“Don’t bend; don’t water it down; don’t try to make it logical, don’t edit your own soul according to the fashion. Rather, follow your most intense obsessions mercilessly.” -Franz Kafka
“At the evident risk of seeming ridiculous, I want to begin by saying that I have tried for much of my life to write as if I’m composing my sentences to be read posthumously. I hope this isn’t too melodramatic or self-centered a way of saying that I attempt to write as if I did not care what reviewers said, what peers thought, or what prevailing opinions may be.” -Christopher Hitchens
Jeffery Euginedes paraphrased these guys when he was giving his talk about his writing process at the National Book Festival this past Saturday. And though my first thought was, “And now Christopher Hitchens is dead”, my second was “Oh my God. That’s me.”
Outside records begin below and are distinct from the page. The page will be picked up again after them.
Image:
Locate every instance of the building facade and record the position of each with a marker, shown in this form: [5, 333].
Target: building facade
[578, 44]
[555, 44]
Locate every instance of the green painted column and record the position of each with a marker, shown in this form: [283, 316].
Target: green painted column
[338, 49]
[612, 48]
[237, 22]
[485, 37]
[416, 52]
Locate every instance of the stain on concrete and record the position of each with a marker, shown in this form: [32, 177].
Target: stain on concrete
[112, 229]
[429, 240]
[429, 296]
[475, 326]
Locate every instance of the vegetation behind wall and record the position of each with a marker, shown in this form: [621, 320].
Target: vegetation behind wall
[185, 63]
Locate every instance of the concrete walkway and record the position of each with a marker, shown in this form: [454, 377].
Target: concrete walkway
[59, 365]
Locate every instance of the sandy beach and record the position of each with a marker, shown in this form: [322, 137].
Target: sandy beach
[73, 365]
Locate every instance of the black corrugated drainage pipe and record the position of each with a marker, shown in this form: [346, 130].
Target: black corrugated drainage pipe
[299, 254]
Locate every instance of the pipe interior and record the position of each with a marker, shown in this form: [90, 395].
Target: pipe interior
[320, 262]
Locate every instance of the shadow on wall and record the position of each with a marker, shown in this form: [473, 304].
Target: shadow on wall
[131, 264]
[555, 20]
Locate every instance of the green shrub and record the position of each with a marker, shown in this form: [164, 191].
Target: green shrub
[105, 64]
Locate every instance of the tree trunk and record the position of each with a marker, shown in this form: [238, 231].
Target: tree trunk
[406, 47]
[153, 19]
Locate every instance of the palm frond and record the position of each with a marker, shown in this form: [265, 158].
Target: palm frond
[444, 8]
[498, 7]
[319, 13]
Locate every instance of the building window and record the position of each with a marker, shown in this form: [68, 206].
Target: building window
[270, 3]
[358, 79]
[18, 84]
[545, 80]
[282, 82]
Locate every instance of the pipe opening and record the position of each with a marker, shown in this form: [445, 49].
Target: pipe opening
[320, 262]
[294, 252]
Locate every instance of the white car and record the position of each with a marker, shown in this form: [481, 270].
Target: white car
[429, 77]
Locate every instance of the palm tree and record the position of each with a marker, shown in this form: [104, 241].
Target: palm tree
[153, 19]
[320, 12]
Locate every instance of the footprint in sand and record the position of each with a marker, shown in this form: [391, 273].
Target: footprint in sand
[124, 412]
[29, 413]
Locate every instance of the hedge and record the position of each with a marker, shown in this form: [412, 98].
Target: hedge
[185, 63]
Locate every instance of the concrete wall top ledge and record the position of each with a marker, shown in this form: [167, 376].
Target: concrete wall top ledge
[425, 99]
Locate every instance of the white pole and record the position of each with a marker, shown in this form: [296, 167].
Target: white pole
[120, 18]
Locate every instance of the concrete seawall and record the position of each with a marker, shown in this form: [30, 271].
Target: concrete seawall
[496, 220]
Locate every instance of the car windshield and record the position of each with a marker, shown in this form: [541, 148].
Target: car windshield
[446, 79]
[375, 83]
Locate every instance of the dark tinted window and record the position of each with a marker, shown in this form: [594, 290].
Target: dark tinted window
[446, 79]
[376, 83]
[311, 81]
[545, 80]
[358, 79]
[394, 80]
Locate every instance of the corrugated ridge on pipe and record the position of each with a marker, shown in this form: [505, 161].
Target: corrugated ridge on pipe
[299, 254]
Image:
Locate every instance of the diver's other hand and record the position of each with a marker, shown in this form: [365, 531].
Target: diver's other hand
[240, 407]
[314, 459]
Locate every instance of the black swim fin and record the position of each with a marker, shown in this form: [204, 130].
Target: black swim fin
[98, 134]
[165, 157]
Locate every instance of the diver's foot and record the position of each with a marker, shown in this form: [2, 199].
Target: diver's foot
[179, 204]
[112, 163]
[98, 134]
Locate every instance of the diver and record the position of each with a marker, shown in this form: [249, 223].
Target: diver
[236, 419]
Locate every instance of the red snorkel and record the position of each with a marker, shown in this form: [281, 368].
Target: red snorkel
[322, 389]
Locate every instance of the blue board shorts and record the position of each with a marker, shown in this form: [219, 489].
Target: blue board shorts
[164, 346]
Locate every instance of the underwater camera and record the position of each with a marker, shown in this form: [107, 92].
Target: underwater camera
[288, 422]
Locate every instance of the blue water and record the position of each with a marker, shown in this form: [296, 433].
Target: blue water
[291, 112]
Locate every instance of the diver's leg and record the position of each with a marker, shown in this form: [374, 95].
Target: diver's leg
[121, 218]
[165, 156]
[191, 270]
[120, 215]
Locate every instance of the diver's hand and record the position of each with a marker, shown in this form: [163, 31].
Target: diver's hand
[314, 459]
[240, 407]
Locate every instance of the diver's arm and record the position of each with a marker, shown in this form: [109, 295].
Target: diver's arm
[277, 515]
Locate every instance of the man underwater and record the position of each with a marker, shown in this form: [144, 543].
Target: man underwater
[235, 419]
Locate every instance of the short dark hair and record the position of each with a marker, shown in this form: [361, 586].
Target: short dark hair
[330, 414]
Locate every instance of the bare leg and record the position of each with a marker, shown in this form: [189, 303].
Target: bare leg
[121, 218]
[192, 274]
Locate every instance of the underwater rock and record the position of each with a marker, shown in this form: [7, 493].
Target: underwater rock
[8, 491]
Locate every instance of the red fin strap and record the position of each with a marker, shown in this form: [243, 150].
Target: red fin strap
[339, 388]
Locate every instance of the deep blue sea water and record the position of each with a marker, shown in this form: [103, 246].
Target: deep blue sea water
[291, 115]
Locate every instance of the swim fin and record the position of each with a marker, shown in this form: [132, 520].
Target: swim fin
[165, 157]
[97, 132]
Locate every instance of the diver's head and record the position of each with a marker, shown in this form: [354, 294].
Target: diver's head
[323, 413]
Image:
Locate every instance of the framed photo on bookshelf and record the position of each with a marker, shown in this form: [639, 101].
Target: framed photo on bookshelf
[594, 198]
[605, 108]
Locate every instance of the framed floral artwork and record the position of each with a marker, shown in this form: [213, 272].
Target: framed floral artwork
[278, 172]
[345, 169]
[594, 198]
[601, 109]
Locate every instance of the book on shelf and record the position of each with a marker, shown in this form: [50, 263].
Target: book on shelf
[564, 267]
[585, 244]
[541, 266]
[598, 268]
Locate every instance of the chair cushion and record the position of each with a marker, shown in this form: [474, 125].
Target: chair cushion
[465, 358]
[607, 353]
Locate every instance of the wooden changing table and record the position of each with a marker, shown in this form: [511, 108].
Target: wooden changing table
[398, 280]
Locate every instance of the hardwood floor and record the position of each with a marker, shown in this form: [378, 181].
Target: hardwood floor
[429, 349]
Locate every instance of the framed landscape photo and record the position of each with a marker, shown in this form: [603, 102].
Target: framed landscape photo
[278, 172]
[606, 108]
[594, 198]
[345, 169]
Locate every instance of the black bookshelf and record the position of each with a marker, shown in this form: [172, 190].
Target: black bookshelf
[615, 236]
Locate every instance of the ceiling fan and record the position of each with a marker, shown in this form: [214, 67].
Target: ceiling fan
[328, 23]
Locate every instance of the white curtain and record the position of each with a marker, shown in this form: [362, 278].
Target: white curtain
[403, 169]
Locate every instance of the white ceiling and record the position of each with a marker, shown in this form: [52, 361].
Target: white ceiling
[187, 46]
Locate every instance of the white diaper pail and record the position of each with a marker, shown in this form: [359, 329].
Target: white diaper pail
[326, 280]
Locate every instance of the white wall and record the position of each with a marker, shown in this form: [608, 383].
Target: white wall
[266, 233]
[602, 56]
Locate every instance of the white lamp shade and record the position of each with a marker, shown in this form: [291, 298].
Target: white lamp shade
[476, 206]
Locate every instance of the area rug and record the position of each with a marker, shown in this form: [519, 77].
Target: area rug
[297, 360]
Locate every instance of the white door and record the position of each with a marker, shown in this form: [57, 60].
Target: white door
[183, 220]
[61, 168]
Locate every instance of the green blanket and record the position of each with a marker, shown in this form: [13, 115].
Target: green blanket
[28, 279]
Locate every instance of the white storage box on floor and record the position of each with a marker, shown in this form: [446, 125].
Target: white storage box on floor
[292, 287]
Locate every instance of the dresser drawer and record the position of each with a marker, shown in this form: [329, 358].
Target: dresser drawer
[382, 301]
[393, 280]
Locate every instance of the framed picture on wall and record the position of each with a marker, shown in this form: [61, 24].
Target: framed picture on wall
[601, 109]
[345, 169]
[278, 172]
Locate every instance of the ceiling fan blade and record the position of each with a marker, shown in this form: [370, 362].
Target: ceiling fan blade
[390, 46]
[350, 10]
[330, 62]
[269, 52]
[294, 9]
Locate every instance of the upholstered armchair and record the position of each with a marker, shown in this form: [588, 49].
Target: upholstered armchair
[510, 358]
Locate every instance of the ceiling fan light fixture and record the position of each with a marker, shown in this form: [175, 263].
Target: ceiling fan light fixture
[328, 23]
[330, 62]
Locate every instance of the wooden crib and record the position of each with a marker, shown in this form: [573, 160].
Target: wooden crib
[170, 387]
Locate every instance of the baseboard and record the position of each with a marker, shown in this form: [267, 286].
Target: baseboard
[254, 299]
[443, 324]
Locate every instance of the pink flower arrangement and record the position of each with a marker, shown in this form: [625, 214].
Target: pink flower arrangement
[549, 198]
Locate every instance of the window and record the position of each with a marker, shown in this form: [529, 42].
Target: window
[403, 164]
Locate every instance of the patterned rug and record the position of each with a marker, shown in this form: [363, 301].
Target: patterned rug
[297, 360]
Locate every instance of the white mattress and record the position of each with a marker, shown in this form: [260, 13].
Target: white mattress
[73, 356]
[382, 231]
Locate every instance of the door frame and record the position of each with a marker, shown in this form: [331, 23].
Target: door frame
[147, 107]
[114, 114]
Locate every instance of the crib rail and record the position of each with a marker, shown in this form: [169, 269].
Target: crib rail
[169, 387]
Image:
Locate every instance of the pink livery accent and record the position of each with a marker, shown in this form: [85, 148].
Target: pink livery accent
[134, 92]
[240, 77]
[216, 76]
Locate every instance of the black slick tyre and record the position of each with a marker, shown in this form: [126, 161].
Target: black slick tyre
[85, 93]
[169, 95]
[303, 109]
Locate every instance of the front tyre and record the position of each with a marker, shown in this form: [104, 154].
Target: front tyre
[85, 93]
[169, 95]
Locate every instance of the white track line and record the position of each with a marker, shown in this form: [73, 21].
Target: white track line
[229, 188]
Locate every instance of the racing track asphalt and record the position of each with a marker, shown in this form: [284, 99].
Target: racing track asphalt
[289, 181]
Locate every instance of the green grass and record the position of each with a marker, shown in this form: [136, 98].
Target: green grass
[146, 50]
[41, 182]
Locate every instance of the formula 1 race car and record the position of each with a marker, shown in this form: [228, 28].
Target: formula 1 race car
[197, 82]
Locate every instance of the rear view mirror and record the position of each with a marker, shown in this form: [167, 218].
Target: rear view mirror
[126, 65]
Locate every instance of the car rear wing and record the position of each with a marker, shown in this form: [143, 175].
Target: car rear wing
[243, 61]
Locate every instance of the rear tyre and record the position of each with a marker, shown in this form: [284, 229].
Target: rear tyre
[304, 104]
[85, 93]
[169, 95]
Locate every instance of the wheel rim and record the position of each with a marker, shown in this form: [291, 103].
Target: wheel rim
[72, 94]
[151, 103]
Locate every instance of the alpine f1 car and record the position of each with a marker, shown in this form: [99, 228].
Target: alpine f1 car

I’m currently in the midst of writing a story that I’m hoping to turn into something more. At least, that’s my mental plan. I have been trapped on the same paragraph for a month. I open up the document often enough…I stare at it for a few minutes and then take to the internet to find out whether I’m using the latest and greatest word processor.
I’m already aware that I’m my own worst enemy. I’m a lazy perfectionist— I like things to be done to a certain level, in a certain way and boy am I ever glad that I’m smart/talented enough to not have to work so hard to get it done. But more than that, there’s fear holding me back. I’m afraid of writing something that all of my friends and family would read and hate, a la Dan Humphrey in Gossip Girl: Season 5, Episode 4. (Don’t judge me.) I’m afraid that my parents will be embarrassed by the sex or that my friends won’t appreciate their reinterpretations or that even worse— maybe hurt by them. I want to be secure in the knowledge that while I am among the living, I am doing the people I know proud. But perhaps pretending that I’m writing like I’m already dead will give me the freedom to do what I need to do to really live.